Eden Public School students experienced a different kind of bullying education on Monday, with part two of the “Let’s S.T.A.M.P Out Bullying” show coming to town.
Performer Ruth Macaulay had the whole school in stitches with an array of magic tricks, and sidekicks including crocodile puppets and a talking drawing.
But all the fun combined to send a strong message to the students, with the S.T.A.M.P acronym teaching them to stay away from the bully, tell someone about what’s happening, always help others, make friends and play nicely.
“There is a real need in our schools to raise awareness and teach kids about what bullying looks like, because often we find that kids can be bullying someone without even realising it,” Ruth said.
“We have a big focus on raising awareness of what bullying looks like, and also teaching them how to deal with it by not being frightened or upset, staying confident and in control, and following the S.T.A.M.P acronym.
“It’s something I’m really passionate about, and hopefully the kids will take that away from it as well as enjoying the magic and the puppets.”

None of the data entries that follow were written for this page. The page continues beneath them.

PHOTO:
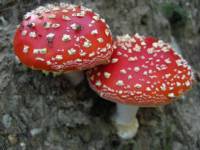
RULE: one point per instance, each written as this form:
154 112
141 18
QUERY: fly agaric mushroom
63 38
143 72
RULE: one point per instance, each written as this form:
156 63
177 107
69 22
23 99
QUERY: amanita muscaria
63 38
143 72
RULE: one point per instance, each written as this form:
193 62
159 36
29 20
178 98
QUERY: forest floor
39 112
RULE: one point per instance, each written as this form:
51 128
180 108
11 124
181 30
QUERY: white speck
96 17
98 83
59 57
50 37
107 32
163 87
71 51
137 48
25 49
145 73
52 16
55 25
100 40
39 59
107 75
94 32
78 60
150 50
48 62
83 53
179 62
136 69
155 44
123 71
24 32
75 26
91 54
171 95
114 60
132 58
47 25
167 61
66 37
81 14
119 83
187 83
148 89
32 34
138 86
87 44
41 51
64 17
130 77
178 84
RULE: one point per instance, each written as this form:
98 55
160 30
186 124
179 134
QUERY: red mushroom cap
143 71
63 37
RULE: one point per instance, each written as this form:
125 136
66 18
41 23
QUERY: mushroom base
125 121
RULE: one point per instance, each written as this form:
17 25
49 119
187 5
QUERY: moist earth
39 112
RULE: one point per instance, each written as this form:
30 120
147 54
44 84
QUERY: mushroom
143 72
63 38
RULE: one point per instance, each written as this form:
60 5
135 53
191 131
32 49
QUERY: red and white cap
143 71
63 37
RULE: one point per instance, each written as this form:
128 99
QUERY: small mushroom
143 72
63 38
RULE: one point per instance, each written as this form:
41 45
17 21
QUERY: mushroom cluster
63 38
142 71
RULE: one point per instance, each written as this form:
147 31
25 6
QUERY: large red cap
63 37
143 71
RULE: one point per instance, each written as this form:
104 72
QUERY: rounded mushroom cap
143 71
62 38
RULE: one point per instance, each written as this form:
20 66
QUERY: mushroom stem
75 77
125 120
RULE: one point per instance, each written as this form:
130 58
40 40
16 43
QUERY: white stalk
125 120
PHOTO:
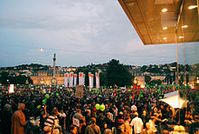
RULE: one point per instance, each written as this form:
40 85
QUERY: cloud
80 32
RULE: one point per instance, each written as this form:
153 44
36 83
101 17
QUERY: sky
80 32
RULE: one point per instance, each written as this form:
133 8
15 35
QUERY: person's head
107 131
144 113
21 106
73 129
93 120
55 111
136 114
147 126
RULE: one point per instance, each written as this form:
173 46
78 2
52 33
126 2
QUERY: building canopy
164 21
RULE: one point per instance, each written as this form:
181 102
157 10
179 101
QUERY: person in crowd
144 117
107 131
147 130
62 120
19 120
109 120
43 116
137 124
6 116
127 126
51 125
73 129
93 128
152 125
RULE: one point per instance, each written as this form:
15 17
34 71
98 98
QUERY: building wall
46 80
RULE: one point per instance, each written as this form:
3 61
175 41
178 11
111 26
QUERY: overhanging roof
157 27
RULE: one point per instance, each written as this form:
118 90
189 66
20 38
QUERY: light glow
164 10
185 26
192 7
165 38
165 28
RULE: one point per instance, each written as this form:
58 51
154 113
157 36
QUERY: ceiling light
164 10
181 37
164 28
192 7
185 26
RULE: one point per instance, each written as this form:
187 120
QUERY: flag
90 77
97 78
66 79
75 79
71 79
81 78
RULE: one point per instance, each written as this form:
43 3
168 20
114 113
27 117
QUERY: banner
90 77
66 79
74 80
81 78
11 89
97 79
71 79
79 93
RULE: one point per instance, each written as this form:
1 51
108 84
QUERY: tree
117 74
147 79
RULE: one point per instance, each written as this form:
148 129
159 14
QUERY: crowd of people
107 111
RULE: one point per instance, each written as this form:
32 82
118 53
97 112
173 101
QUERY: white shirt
138 124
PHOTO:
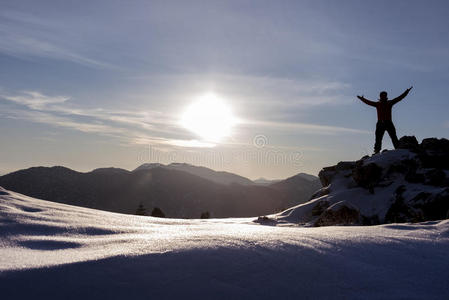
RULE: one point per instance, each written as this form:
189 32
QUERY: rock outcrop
409 184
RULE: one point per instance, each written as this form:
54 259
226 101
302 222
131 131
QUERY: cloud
129 126
27 36
304 127
132 127
35 100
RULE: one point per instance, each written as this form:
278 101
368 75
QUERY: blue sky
104 83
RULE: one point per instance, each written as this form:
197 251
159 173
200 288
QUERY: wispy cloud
35 100
27 36
304 127
132 127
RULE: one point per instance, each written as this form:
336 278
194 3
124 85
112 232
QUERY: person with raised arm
384 120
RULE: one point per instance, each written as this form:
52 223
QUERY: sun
209 117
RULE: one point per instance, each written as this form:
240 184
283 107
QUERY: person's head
383 96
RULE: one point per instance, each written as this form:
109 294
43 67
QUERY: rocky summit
409 184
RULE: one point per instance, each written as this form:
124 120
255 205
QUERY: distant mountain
263 181
220 177
293 188
178 193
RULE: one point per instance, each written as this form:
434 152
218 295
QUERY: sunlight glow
209 118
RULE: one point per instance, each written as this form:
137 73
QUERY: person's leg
392 133
380 130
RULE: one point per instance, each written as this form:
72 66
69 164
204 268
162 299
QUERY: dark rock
367 176
435 177
319 208
435 153
321 192
399 211
408 142
436 145
414 177
341 215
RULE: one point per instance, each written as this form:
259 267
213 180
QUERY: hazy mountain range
180 190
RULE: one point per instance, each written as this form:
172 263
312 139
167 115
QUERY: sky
107 83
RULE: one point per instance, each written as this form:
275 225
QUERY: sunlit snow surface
56 251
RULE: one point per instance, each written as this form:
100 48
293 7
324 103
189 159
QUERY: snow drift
55 251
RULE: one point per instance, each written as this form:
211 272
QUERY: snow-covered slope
56 251
404 185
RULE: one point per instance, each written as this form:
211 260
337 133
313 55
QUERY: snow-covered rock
410 184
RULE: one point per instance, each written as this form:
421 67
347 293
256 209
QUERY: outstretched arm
402 96
364 100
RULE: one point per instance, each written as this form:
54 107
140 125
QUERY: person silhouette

The show is the second of School Performance Tours’ two-part series on stamping out bullying, which is being performed right across the country.
The magic aspect of the show is designed to show the children that if you can perform tricks on a stage in front of a live audience, you also have the power to change a bad situation when confronted with bullying.
School principal John Davidson said anti-bullying measures are a priority for the Department of Education, and the performance is part of a wider strategy in place at Eden Public School.
Mr Davidson said the element of enjoyment in the show helps students to relate to the serious message behind it.
“It’s about giving them the confidence and the self-esteem to be able to respond to bullying,” he said.
“It teaches them different strategies and also to tell us about the situation so that we can act on it.
“The teachers can tell them these things every day, but something like this that is done in a fun way will stick in the minds of the vast majority of these kids.”
Mr Davidson said the school has a good track record in regards to bullying, with an overwhelming number of families providing positive feedback on the school’s handling of any incidents.
He said that of around 190 families with children enrolled at the school, only six had raised concerns in an annual survey, and that the school had taken this feedback on board and continued to work with the families to address their issues.
“We also work with the parents and hold workshops with them, which is something we’ll be doing again later this year,” he said.
“This performance and other workshops that we’ve had here in the past are all part of a wider strategy around anti-bullying.”